Our visit was timed with the new moon, optimising conditions for an astrophotography workshop. However, the persistent rain dampened our hopes, reminding us of the futility of worrying over uncontrollable elements. Miraculously, the next morning greeted us with clear blue skies, prompting a stroll to the village for coffee and pastries at the Greedy Cow and a walk around the lake, now bustling with Canadian geese—non-native birds introduced in the early 20th century for sport hunting.
Taking advantage of the improved weather, we drove up to the Mount John Observatory and enjoyed a long walk around its trails, clocking about 10 kilometres. On our return, we encountered some horses and decided to pull over for some photographs.

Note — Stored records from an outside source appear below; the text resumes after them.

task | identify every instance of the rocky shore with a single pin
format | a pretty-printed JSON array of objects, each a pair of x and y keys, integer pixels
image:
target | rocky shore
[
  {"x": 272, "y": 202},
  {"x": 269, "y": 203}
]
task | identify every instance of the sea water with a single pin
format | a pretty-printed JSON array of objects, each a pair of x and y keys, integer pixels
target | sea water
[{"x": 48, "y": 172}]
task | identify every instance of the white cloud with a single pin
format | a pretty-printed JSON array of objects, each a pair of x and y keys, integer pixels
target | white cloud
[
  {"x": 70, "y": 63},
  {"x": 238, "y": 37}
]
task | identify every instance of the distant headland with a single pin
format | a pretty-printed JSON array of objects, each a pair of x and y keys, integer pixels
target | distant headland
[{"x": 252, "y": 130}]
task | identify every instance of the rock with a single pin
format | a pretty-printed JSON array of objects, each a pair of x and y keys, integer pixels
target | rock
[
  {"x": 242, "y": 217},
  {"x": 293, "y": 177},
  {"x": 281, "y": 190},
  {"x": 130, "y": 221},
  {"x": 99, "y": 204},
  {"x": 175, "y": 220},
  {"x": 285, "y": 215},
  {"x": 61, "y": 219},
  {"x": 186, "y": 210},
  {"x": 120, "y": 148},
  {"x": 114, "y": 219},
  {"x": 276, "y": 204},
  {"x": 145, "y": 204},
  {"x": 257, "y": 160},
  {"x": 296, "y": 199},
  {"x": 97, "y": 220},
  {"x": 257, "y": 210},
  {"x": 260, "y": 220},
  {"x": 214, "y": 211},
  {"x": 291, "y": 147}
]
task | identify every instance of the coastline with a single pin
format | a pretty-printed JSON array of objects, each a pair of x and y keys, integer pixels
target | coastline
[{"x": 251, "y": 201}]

Andy is apparently a horse-whisperer because they came right up to the fence and one even gave him kisses.
For lunch we got a pizza from Dolce Pizza food truck and enjoyed as a picnic while observing the throngs of tourists around the Church of the Good Shepherd. This church, built in 1935 and one of New Zealand’s most iconic landmarks, sits beautifully on the shores of Lake Tekapo. Constructed from local stone and oak, it harmonizes with its rugged surroundings, with windows framing the majestic views of the lake and the Southern Alps.
As evening approached, our anticipation for the astrophotography workshop grew. Unfortunately, clouds began to roll in, and by 9 PM, with about 70% cloud cover, the workshop was inevitably cancelled. We were both pretty disappointed but filed it away as something we will have to do on our next visit.